Everything Goes?

Flying too high, in the sky, with some guy, is my idea of nothing to do…

 – Cole Porter

So, er, is that it, then?  Covid, lockdown, closures, stay home?  Forget it.  Back to normal?  It seems unreal.

I must confess that, back in March 2020, I felt I might never sit in a full theatre again.  We had no idea when or how such a forbidden impossibility would recur.  This wasn’t just a pause; it looked set to be a long-term upheaval to the way human activity was organised.

And yet there – last week – I was, in a theatre stowed to the gunwales.  The naval analogy is appropriate, given what was on stage.

The Barbican Centre in London (brutalist architecture is never nice, imho) has a spacious, comfortable theatre inside, even with every one of its 1162 seats occupied.  Most people wore face-masks throughout the two-and-a-half-hour extravaganza.

You’re the top…
You’re the National Gallery
You’re Garbo’s salary
You’re cellophane!

It’s hard to imagine a better show to emerge from the Covid waves than Anything Goes.  Originally composed by Cole Porter in post-depression America, it’s a high-octane all-singin’, dancin’ and laughin’ joyous, escapist spectacle.

The verse I’ve started seems to me

The tin pan thesis of melody,

It’s delightful, it’s delicious, it’s de-lovely!

This dazzling, fizzing entertainment felt more infectious than the Delta variant.  Based on a Broadway version of 10 years ago, it imported the star of that production, Sutton Foster.  She’s amazing in the main role, Reno Sweeney, as she taps, sings, mugs and hoofs brilliantly, supported by veterans like Gary Wilmot, Felicity Kendal and Robert Lindsay and a chorus of stunning dancers. 
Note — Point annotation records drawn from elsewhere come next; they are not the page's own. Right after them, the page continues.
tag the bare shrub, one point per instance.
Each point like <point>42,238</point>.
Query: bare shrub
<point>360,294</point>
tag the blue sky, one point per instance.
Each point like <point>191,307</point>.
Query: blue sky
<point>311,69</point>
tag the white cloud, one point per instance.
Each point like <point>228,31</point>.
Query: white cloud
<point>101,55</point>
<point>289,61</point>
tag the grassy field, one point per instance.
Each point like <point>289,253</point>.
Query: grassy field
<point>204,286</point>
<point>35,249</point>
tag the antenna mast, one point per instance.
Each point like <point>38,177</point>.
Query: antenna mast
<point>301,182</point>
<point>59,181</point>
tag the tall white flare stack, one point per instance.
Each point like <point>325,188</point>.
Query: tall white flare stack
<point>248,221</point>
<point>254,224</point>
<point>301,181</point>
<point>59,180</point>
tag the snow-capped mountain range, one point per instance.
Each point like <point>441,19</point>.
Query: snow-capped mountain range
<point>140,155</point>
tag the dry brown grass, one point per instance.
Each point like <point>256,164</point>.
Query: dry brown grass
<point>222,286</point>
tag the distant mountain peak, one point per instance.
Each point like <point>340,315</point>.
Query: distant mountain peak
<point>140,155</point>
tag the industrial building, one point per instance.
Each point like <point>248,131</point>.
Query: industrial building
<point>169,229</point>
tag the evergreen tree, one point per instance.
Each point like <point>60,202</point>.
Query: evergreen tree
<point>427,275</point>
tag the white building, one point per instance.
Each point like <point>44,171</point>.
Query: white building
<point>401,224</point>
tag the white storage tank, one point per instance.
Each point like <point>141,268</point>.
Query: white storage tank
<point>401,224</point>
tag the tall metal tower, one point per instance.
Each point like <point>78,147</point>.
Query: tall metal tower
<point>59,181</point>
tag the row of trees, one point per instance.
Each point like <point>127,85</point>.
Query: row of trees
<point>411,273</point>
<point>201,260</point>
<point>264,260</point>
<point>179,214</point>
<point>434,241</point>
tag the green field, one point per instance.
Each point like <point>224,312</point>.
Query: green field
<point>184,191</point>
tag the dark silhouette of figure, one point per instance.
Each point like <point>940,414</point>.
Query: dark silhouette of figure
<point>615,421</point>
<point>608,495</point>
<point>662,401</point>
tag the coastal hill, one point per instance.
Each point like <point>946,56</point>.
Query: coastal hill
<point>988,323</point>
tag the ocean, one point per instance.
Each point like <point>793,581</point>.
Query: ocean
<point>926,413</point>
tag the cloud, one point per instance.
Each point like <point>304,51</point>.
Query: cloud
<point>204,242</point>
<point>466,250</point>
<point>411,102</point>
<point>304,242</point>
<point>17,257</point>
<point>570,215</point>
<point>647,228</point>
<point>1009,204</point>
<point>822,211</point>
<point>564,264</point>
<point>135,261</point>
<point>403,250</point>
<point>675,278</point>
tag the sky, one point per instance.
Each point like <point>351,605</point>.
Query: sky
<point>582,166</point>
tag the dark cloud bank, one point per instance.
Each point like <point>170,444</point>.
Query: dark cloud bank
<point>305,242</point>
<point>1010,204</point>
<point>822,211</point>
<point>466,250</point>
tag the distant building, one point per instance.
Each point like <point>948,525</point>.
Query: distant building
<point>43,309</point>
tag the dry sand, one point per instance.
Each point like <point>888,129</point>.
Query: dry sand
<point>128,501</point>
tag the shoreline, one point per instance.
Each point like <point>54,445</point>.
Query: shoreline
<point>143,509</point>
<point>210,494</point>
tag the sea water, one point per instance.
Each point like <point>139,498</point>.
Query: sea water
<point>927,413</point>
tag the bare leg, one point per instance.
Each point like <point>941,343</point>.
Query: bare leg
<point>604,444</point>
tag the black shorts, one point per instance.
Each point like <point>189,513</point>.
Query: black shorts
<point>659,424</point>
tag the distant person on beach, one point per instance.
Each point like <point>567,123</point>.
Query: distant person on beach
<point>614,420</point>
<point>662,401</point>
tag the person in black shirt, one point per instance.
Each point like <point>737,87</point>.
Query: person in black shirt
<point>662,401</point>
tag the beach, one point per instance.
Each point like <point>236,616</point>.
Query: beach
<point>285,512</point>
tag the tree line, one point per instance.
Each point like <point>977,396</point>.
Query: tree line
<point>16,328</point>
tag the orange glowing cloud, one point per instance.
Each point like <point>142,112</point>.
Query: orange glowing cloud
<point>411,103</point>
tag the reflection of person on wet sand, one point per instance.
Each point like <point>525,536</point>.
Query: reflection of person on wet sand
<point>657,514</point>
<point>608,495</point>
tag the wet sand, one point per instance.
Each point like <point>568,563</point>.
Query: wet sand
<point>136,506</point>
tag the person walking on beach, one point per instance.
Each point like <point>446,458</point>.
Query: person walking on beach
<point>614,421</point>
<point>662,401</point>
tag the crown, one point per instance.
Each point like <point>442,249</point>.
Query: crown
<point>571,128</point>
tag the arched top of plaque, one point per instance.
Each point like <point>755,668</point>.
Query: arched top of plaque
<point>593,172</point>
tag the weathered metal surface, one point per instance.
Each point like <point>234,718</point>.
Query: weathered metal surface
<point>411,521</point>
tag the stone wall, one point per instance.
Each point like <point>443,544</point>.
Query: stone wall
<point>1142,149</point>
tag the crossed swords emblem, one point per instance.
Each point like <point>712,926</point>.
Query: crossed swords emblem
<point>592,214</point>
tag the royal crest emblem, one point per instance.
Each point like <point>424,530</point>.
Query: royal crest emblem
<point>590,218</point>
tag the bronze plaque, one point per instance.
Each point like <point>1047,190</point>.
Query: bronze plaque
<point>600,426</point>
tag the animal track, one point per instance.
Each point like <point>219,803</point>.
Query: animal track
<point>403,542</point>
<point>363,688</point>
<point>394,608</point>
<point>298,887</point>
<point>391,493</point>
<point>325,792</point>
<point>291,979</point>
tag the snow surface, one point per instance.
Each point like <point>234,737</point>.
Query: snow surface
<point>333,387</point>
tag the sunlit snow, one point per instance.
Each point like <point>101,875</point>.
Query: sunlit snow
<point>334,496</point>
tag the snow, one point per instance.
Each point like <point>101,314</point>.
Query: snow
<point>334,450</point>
The title number, which closes the first half, is a full-on, knock-out, drag-down, spine-tingling slice of pure Broadway magic.  I haven’t seen such tap-dancing since watching Fred Astaire movies or Will Gaines at the Fringe years ago.

If they ever cook your goose
Turn me loose
If they ever put a bullet through your brain
I’ll complain

If you think theatre is easy, try these routines 8 times a week.  Could you dance like this until you’re Googie Withers?  (Or Ethel Merman who played the role in the original 1934 Broadway version.) I felt I was still watching the Olympics.  Joe Wickes would wilt.   

I’ve been a sinner, I’ve been a scamp,
But now I’m willin’ to trim my lamp,
So blow, Gabriel, blow!

I loved every minute of this exquisite piece of froth (P.G. Wodehouse had a hand in the book), set on the pristine, camp decks of the SS Americana, packed with the craziest galere of passengers and crew.

And those mind-boggling lyrics, those indelible numbers – I get a kick out of you; You’re the top; Friendship; It’s de-lovely; You’d be so easy to love; Blow, Gabriel, blow!

And then, out into the crowded foyer, cafes and toilets, we flooded, like Corona was just a beer you’d order from the bar.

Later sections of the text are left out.